Wednesday, April 15, 2015

10 Years

10 years is a long time. Yet, a decade can pass us by just like that...like the blink of an eye. 

Read this quote once, printed on the wall at a pizza joint. This crazy author man who I kind of admire named Oscar Wilde said, "No man is rich enough to buy back his past."

On this day, near this time, exactly a decade ago my past was stamped with tragedy and my 'perfect' world was changed forever.

A loss I have been marked by and mourned ever since.

Milestones like this one often carry with them something that turns the tide. A lesson that requires reflection before demanding you make a choice based on the knowledge you now have.
--

10 years after losing my mother. Making it here, I am faced with the scene of my life looking vastly different than I thought it would.

When I consider my progress, my process, everything is ongoing still. My accomplishments, my circumstances, are still not what I thought they would be.

I can't say that they are better or worse. What I can say is that my life is not littered with senseless things or fruitless experiences. That, I feel, is good.

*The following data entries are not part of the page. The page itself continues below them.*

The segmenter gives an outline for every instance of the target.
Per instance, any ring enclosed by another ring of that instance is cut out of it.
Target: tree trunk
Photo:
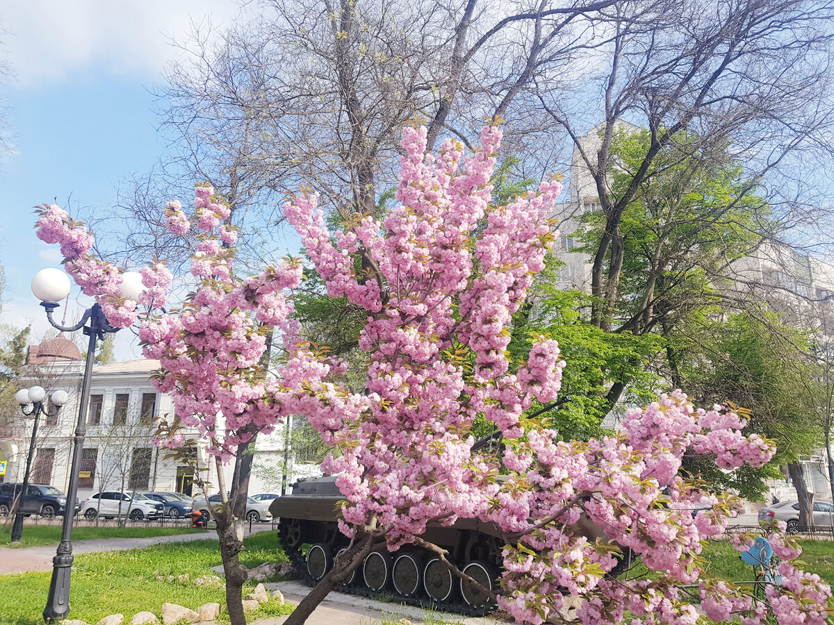
[[[374,547],[376,545],[374,542],[374,535],[367,533],[353,548],[345,552],[343,558],[337,558],[336,565],[301,600],[301,602],[289,615],[284,625],[302,625],[306,622],[307,618],[313,613],[313,610],[324,601],[324,598],[336,588],[338,583],[347,579],[359,568],[359,563],[364,562],[365,558]],[[347,558],[344,558],[344,556],[347,556]],[[232,621],[232,625],[235,625],[234,621]]]
[[[827,425],[827,424],[826,424]],[[828,488],[831,497],[834,499],[834,456],[831,455],[831,428],[826,428],[826,456],[828,458]]]
[[[796,498],[799,500],[799,526],[812,528],[814,526],[814,493],[808,490],[802,474],[802,465],[797,460],[787,466],[788,475],[796,489]]]
[[[246,625],[244,614],[244,583],[249,579],[249,570],[240,563],[240,552],[244,550],[244,521],[235,518],[231,522],[226,514],[215,518],[217,537],[220,541],[220,559],[226,577],[226,609],[232,625]]]
[[[607,312],[602,304],[602,273],[605,265],[605,256],[608,254],[608,248],[611,244],[611,235],[606,224],[605,231],[600,239],[600,245],[596,248],[596,254],[594,256],[594,264],[590,270],[590,294],[594,300],[590,309],[590,322],[597,328],[602,328],[603,319]]]

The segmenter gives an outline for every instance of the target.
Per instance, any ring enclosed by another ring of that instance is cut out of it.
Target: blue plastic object
[[[773,558],[773,548],[767,538],[758,537],[753,541],[753,546],[750,551],[741,553],[741,560],[754,567],[766,568],[771,563]]]

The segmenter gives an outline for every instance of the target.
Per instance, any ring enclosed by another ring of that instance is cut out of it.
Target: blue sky
[[[57,201],[106,215],[119,182],[148,170],[165,142],[157,132],[150,92],[163,80],[190,22],[222,24],[230,2],[27,0],[0,7],[0,59],[16,76],[0,84],[13,152],[0,160],[0,264],[6,270],[0,321],[49,329],[29,290],[32,276],[61,260],[34,235],[32,207]],[[183,202],[184,203],[184,202]],[[69,306],[68,322],[89,305]],[[120,332],[117,356],[140,358]]]

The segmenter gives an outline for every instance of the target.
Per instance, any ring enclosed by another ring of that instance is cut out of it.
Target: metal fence
[[[3,519],[0,519],[0,522],[5,522],[11,524],[14,520],[14,515],[9,515]],[[278,529],[279,519],[273,518],[269,521],[259,521],[257,522],[253,522],[252,521],[246,521],[246,525],[249,526],[249,532],[252,532],[253,528],[264,528],[269,526],[270,529]],[[45,525],[45,526],[56,526],[61,527],[63,523],[63,517],[45,517],[40,514],[27,513],[26,518],[23,520],[24,525]],[[125,518],[123,515],[121,518],[104,518],[103,517],[98,517],[96,518],[87,518],[83,514],[78,513],[75,515],[75,519],[73,521],[73,527],[76,528],[190,528],[191,527],[191,517],[159,517],[158,518],[143,518],[139,521],[133,521],[129,518]],[[214,519],[209,519],[206,526],[208,528],[213,529],[217,527]]]
[[[716,537],[718,540],[729,540],[732,538],[733,536],[737,536],[739,534],[751,533],[765,535],[769,533],[769,530],[766,530],[760,525],[731,525],[725,531],[724,533]],[[831,525],[817,525],[815,527],[806,527],[799,526],[796,528],[796,531],[791,531],[787,532],[790,536],[797,538],[818,538],[820,540],[834,540],[834,526]]]

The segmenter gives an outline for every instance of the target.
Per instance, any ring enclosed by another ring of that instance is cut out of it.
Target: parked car
[[[209,506],[218,508],[221,505],[220,495],[209,495],[208,502],[202,496],[195,497],[192,502],[193,510],[199,510],[207,518],[210,518]],[[246,520],[257,523],[260,521],[269,521],[272,518],[272,512],[269,512],[269,502],[256,502],[251,497],[246,498]]]
[[[8,516],[12,510],[14,498],[20,494],[23,484],[7,482],[0,484],[0,517]],[[63,516],[67,509],[67,496],[53,486],[45,484],[29,484],[23,498],[23,511],[25,514],[40,514],[42,517],[52,518]],[[75,498],[75,512],[79,510],[78,498]]]
[[[119,501],[121,500],[121,512]],[[145,518],[159,518],[164,513],[164,504],[148,499],[138,492],[114,492],[104,491],[87,498],[81,504],[84,518],[94,519],[99,514],[104,518],[113,518],[121,513],[131,521]]]
[[[776,503],[759,510],[759,521],[784,521],[787,531],[799,531],[799,502],[787,501]],[[814,525],[831,526],[834,523],[834,503],[831,502],[814,502]]]
[[[191,499],[187,501],[179,497],[178,492],[143,492],[148,499],[161,502],[164,506],[166,517],[177,518],[191,514]]]
[[[279,497],[280,495],[276,495],[274,492],[259,492],[257,495],[252,495],[251,498],[256,502],[269,502],[272,503],[273,499],[277,499]]]

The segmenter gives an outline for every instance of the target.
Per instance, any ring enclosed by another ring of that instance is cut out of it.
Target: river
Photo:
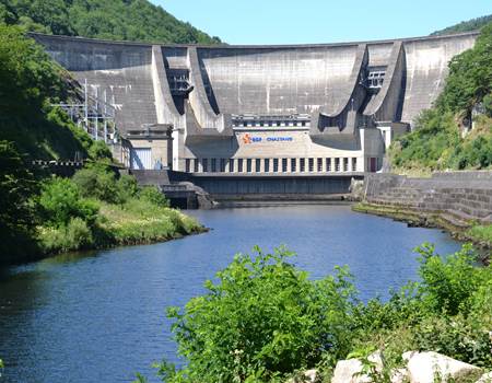
[[[191,213],[211,231],[3,270],[0,383],[131,382],[138,371],[153,376],[153,361],[177,361],[165,307],[203,292],[204,280],[256,244],[285,244],[312,278],[349,265],[364,300],[418,278],[418,244],[432,242],[442,254],[459,248],[440,230],[408,228],[343,205]]]

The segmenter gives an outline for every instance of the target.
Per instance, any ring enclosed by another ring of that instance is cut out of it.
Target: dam
[[[261,179],[379,171],[477,35],[290,46],[32,37],[86,92],[107,94],[129,169]]]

On the outside, I feel I don't have much to show. Yet, while I know am still healing, I also know my soul is well. My spirit, rich.
--

Last night, I met this woman who is in her 'later years' and she told of the hard, sorrowful life that she has endured. Outliving siblings, her husband and even a son. My heart questioned my God asking, "Jesus, what becomes of people like us?" Those who feel isolated and alone in that which they did not choose.

Then poignant lyrics* seeped in like raindrops on my soul,

Your Love is sweeter than honey,
Your Love is stronger than death
Your Love lifts me of my burdens
...teaches me to dance

In that moment, I felt the promises of a Father for His daughter over this woman I'd only just met. Promises to never leave or forsake her. Promises of a hope that will last her far beyond all those years.

I was moved by the tears she shed in sharing her story, as they dried into this small, sweet smile by the end of our night together. The glimmer in her eye spoke of something more.

(Later I also learned why, that just a few weeks before she had made the decision to give the seemingly little she has left, to Jesus. To follow Him with everything into whatever is next.)

Driving home, I was so grateful for our conversation. It reminded me of all that I have been challenged with throughout this past week. Like how I can't spend my life being ruled by my emotions, instead I must every day choose peace, choose joy.

Doesn't mean I'll never cry, or miss what was. It means rest in remembering what holds the most value. Fixing my eyes on the eternal.

Trials and tribulation will come, Jesus said, but be of good cheer.
Don't store your treasure where moths and rust can destroy, He warned, but where every tear will be wiped away and death is overcome.
To follow him, we must be ready to forsake all- even fathers and mothers, brothers and sisters, sons and daughters, husbands and wives- because ultimately we take nothing with us.

Doesn't mean all else is not of value. Just means there is order in the Kingdom. It means my priority above every good thing, every precious relationship, must be Jesus. Because it is from him that all else flows and multiples.
--

To this day when I think of my beautiful mother, when I consider the purity of her face, I recognize that though she had a wealth of good things on earth, her treasure was truly in heaven.

She understood that for us, Home, is a world away.

Every April 15th, I am met with something that should daily impact me. The truth that I was created for more than I can physically collect on this earth. We all were. And if we are to make the most of our few days, we will live like we own nothing and have access to everything.

By following Jesus to whatever end. To whatever height. Through whatever dark valley. Holding the brilliance of His Kingdom in our heart....

And if there is some thing else hidden inside that we would not part with tomorrow, we must be brave enough to reevaluate that idol which grips our inmost part.